An East Gate heavy traffic bypass was among the discussions between national and local government officials and heavy transport representatives in a series of meetings late last year.
Waka Kotahi New Zealand Transport Agency network manager Southland Jacob Manson said several workshops and meetings had been held in the past 16 months.
The idea of a heavy traffic bypass was in the very early discussion stages, he said.
The focus of the meetings was about setting strategic objectives for Invercargill’s entire road network within the city’s boundaries – a potential heavy traffic bypass was included among the topics.
“A heavy vehicle bypass was discussed for the eastern entrance, for north, south and CBD-bound vehicles, particularly with the new development going on in the CBD,” Mr Manson said.
“However, given the residential development in recent years on the possible alternative routes, there would need to be a robust business case and consultation process ahead of this idea progressing.”
Physical constraints such as the height of the Rockdale Rd rail underpass may hamper a bypass.
Also impacting on any suggested bypass were: high schools on Rockdale Rd and Tweed St and the additional travel operators would need to incur to connect to northern links.
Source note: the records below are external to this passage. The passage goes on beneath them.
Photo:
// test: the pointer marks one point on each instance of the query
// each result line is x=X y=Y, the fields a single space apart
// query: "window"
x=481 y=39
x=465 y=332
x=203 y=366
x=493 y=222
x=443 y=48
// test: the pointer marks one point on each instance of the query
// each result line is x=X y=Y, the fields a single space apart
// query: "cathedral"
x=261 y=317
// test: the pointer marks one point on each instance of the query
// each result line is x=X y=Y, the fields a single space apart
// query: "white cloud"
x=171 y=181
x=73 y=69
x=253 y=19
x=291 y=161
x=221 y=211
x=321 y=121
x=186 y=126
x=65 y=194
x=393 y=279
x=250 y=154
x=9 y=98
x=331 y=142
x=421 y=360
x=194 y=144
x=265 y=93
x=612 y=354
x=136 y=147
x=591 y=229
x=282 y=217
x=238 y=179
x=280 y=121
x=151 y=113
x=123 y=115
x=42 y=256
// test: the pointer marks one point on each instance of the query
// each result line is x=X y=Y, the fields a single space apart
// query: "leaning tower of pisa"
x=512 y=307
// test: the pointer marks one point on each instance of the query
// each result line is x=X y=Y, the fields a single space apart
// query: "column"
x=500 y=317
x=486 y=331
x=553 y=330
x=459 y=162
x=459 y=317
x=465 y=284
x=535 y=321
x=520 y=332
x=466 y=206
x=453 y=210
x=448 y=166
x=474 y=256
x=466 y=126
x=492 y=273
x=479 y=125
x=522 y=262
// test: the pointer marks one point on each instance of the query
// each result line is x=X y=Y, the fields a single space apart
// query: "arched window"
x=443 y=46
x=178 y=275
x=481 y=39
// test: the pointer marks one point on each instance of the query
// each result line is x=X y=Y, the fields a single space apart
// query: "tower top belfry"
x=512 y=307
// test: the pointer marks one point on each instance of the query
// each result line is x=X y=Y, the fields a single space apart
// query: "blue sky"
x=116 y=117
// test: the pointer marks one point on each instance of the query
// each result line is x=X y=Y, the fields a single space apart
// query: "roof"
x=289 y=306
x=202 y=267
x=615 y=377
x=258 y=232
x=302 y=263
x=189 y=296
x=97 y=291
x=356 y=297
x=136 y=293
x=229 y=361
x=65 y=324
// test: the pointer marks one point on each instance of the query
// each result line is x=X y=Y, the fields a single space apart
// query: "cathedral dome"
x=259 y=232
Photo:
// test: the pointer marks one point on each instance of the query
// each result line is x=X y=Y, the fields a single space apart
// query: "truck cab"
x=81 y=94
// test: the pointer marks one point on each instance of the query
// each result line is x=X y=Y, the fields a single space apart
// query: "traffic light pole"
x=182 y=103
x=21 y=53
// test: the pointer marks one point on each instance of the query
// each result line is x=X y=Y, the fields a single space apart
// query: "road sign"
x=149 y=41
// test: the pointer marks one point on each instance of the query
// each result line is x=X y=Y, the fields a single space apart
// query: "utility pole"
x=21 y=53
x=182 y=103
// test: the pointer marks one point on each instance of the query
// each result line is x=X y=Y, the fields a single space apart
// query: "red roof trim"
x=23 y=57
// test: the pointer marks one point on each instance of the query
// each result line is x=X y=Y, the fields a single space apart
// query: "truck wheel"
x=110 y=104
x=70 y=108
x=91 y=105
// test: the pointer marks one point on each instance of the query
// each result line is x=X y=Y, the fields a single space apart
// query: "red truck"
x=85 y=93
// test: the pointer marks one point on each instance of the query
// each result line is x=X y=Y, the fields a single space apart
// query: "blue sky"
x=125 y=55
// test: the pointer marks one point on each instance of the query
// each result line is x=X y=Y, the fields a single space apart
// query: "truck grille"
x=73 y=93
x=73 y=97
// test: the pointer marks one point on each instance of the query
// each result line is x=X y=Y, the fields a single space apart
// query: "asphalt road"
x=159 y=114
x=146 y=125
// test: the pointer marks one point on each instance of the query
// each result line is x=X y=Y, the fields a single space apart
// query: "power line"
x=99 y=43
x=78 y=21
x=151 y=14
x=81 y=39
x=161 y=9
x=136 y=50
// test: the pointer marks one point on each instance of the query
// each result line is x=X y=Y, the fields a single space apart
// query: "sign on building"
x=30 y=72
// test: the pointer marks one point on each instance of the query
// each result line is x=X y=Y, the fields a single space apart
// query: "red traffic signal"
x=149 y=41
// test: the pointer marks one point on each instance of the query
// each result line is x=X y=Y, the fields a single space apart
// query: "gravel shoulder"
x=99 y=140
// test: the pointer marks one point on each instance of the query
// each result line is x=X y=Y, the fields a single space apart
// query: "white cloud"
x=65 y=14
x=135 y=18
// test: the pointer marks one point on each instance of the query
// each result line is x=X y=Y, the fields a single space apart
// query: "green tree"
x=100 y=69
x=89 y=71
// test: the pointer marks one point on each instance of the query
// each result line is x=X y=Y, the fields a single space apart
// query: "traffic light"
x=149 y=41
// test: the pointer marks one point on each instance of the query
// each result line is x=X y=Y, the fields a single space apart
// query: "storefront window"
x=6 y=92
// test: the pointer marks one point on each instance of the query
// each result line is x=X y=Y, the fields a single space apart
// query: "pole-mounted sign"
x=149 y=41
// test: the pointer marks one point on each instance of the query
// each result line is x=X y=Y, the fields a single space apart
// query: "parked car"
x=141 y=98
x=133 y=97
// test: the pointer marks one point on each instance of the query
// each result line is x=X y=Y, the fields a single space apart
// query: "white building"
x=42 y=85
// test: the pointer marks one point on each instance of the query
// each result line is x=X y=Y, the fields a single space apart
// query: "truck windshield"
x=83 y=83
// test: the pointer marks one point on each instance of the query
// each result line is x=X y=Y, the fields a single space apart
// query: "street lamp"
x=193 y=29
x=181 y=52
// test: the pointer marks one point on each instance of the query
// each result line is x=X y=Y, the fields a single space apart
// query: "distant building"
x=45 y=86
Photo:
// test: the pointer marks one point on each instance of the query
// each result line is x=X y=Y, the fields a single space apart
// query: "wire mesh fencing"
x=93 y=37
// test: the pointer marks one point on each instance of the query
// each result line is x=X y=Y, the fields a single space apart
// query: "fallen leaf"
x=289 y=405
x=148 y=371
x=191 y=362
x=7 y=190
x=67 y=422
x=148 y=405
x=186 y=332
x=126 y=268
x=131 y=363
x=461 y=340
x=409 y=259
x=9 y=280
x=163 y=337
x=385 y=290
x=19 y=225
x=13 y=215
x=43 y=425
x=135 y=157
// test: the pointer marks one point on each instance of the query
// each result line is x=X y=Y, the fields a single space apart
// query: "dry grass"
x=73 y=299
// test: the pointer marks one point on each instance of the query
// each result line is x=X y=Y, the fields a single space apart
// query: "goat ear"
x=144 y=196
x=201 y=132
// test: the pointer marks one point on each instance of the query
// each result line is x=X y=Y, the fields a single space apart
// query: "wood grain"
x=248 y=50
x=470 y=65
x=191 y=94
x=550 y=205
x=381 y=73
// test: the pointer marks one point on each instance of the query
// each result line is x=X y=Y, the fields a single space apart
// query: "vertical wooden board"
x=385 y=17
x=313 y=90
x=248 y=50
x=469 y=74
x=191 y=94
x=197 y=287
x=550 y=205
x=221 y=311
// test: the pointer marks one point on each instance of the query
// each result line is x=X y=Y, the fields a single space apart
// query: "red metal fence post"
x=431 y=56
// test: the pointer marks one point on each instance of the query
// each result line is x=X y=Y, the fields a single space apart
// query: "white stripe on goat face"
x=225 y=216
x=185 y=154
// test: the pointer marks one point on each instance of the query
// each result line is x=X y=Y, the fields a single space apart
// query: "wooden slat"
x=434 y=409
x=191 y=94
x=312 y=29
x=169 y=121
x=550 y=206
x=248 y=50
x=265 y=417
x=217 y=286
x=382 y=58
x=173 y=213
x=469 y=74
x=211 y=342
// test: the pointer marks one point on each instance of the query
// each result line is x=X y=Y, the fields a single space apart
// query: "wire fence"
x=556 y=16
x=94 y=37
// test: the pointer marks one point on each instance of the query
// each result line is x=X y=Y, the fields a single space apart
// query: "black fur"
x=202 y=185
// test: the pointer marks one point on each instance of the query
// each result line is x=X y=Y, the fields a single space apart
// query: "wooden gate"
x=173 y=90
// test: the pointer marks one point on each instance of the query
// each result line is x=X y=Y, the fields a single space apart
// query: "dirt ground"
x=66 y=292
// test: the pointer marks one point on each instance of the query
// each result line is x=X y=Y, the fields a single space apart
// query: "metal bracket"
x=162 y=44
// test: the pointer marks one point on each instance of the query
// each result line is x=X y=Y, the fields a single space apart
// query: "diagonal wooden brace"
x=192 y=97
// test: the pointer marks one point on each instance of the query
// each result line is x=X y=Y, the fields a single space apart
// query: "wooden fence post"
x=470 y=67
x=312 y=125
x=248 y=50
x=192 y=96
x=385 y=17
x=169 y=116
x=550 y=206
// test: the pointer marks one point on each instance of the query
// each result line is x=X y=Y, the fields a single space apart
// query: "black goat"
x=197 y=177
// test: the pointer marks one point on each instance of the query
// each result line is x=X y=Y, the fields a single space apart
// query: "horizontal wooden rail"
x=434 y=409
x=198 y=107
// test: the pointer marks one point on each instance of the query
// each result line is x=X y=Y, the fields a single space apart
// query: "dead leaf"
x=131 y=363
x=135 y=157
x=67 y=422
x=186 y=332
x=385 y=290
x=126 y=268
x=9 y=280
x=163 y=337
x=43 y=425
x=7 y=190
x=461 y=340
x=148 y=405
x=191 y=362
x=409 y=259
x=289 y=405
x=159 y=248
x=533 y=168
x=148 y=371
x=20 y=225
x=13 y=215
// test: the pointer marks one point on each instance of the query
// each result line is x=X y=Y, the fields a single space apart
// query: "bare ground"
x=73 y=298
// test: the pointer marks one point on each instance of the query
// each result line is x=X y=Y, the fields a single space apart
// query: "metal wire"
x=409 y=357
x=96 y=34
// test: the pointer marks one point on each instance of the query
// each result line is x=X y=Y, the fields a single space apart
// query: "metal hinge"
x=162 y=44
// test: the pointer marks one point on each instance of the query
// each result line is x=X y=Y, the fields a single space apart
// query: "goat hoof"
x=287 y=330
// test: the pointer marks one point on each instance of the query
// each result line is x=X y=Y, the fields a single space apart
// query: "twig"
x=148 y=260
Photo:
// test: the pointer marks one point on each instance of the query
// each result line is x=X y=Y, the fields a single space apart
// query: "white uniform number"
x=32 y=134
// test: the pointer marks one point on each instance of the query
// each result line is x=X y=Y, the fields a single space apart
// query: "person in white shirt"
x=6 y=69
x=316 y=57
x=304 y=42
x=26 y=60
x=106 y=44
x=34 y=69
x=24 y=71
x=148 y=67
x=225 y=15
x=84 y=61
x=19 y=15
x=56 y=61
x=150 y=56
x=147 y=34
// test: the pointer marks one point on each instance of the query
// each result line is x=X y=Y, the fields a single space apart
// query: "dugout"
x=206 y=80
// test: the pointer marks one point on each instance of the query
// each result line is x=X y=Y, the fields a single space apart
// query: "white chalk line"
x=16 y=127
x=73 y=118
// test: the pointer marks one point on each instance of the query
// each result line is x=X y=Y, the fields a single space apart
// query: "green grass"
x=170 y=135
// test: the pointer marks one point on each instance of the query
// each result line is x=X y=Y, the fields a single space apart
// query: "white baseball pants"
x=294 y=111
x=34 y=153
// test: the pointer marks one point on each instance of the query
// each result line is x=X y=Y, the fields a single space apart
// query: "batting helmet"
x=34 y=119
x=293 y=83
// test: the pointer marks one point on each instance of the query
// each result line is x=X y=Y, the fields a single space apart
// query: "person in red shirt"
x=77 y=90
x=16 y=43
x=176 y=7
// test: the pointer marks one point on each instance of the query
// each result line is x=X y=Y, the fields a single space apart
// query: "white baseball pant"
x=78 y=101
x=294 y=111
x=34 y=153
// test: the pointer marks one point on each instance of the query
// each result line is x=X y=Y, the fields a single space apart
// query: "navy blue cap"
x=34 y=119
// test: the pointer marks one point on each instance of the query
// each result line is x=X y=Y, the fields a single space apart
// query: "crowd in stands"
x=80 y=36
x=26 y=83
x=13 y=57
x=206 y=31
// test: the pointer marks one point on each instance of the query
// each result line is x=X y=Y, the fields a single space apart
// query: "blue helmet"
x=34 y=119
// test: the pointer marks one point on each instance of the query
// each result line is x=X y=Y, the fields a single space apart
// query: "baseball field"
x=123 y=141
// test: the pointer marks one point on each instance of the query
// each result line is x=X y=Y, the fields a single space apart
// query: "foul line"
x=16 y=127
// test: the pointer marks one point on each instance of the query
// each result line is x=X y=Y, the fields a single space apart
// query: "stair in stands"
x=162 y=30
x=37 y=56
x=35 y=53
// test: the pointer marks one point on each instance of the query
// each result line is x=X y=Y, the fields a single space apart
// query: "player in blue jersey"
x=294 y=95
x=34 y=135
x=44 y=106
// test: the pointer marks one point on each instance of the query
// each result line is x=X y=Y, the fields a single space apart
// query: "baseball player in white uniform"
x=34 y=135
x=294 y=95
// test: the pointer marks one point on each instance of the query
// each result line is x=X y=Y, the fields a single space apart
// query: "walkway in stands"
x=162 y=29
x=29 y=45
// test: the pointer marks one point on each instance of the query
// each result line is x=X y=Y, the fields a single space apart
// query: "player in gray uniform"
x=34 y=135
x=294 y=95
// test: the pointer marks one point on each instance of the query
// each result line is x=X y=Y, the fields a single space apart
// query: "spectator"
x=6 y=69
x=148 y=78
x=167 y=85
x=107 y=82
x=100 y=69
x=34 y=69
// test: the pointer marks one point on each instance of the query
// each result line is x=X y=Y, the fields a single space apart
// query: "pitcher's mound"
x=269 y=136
A bypass would also need to be decided as part of the business case, whether it would be a bypass to the State Highway or shift State Highway 1 and the eastern entrance to a new location.
All the planning, investigation and construction would need to be funded by Waka Kotahi and Invercargill City Council (ICC) through the National Land Transport Programme to bring alternative routes up to standard.
The idea would also need political support from councillors to get it to the business case investigation stage, Mr Manson said.
ICC manager of strategic assets Russell Pearson said the council had identified there was potential to develop alternative bypass routes for the city.
But they were only conceptual.
“Planning work has been neither developed nor costed. An east-bound heavy traffic bypass would require considerable amount of thought and work with Waka Kotahi,” he said.
Road Transport Association New Zealand former president Mark Purdue, who was also present at the meetings, said he was reluctant to comment too much on the potential development at this stage as it was still a working group phase.
However, he had received notes from Waka Kotahi following the meeting regarding the topics discussed.